In 1887, he moved to Tabriz, where he served as physician to Hasan-Ali Khan Amir Nezam Garrusi, then serving as deputy of Azerbaijan. During this period, he trained several students, including Mohammad Ali Tarbiat, an Iranian revolutionary and founder of the Tarbiat Library, and Hassan Taqizadeh, who later wrote that he studied subjects such as anatomy, physiology, pathology, and physics under him.

== Views ==
Kermanshahi supported modern medicine and held views described by contemporary sources as socially and politically liberal. He criticises authoritarian rule and beliefs he regarded as lacking rational or religious foundation. He promoted anatomical dissection as part of medical education. Assisted by Johannes L. Schlimmer, he carried out dissections that were considered controversial by some uncertain religious group. The practice, particularly involving abandoned bodies, provoked criticism from clerical circles that viewed such procedures as incompatible with accepted religious practice.

His advocacy of European medicine created divisions among physicians. Support largely came from doctors trained abroad, while many practitioners of traditional medicine opposed both his methods and the introduction of imported medicines such as aspirin. Because some religious scholars considered his ideas unorthodox, he became known by the epithet Kofri, meaning "unbeliever". Growing opposition eventually led to the loss of his official positions by 1886, although he continued teaching students privately from his residence, where much of his teaching and research activity took place.

== Publications ==
In 1900, Kermanshahi wrote two medical publications addressing diphtheria. These included Resale dar Bayan-e Serom-e Qarabadini va Sayer-e Mayeaat-e Haywaniya-ye Qabel-e Tazriq, a work translated from French, and Elaj-e Diftiri, concerning the treatment of diphtheria that appeared the same year.

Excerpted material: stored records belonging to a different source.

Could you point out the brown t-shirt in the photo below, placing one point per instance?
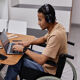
(56, 44)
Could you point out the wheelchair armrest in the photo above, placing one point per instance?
(42, 45)
(67, 56)
(71, 43)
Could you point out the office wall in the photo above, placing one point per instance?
(4, 9)
(76, 12)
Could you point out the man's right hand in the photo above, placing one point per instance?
(27, 43)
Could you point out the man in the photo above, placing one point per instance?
(56, 44)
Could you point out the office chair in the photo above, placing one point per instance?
(31, 74)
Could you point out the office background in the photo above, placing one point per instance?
(74, 28)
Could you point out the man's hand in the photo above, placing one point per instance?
(18, 48)
(27, 43)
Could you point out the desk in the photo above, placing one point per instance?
(13, 59)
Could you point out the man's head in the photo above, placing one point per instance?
(46, 15)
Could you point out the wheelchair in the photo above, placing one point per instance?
(32, 74)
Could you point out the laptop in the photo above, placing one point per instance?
(7, 45)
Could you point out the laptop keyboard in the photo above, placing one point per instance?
(12, 51)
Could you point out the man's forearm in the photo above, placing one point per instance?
(38, 41)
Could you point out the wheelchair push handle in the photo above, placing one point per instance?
(69, 56)
(71, 43)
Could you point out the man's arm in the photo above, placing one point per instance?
(38, 41)
(39, 58)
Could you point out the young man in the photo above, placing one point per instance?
(56, 44)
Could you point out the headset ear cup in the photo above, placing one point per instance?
(48, 18)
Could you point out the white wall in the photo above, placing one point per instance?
(76, 12)
(4, 9)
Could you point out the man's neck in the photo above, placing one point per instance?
(51, 26)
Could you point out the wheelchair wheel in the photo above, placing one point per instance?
(69, 72)
(48, 78)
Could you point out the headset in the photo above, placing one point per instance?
(48, 16)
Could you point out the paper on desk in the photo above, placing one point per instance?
(12, 37)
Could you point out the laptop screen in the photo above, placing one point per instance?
(4, 40)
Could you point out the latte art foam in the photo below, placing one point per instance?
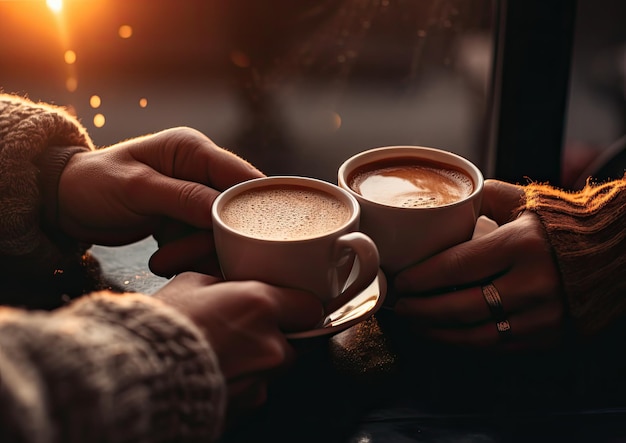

His other publications include Amraz al-atfal concerning children's diseases, and Kuft Amraz-e Moqabarati concerning venereal diseases. A work titled Zia al-Nazerin, published in Tehran in 1892, was at one time attributed to him incorrectly. The translation was actually prepared by Mohammad Khan Shaikh Ehya al-Molk. His unpublished writings addressed several subjects, including anatomy, pathology, chemistry, therapeutics, pharmacology, forensic medicine, hygiene, and obstetrics.

He also translated Gil Blas, a work by Alain-René Lesage, into Persian; the translation was published in 1905.

== Death and legacy ==
Kermanshahi died in Tehran in February 1908 and was buried at Ibn Babawayh Cemetery.

The government of Iran established the Dr. Mohammad Kermanshahi Hospital in Kermanshah, a specialized pediatric hospital named after him. Affiliated with the Kermanshah University of Medical Sciences, the teaching hospital was officially inaugurated in 2011.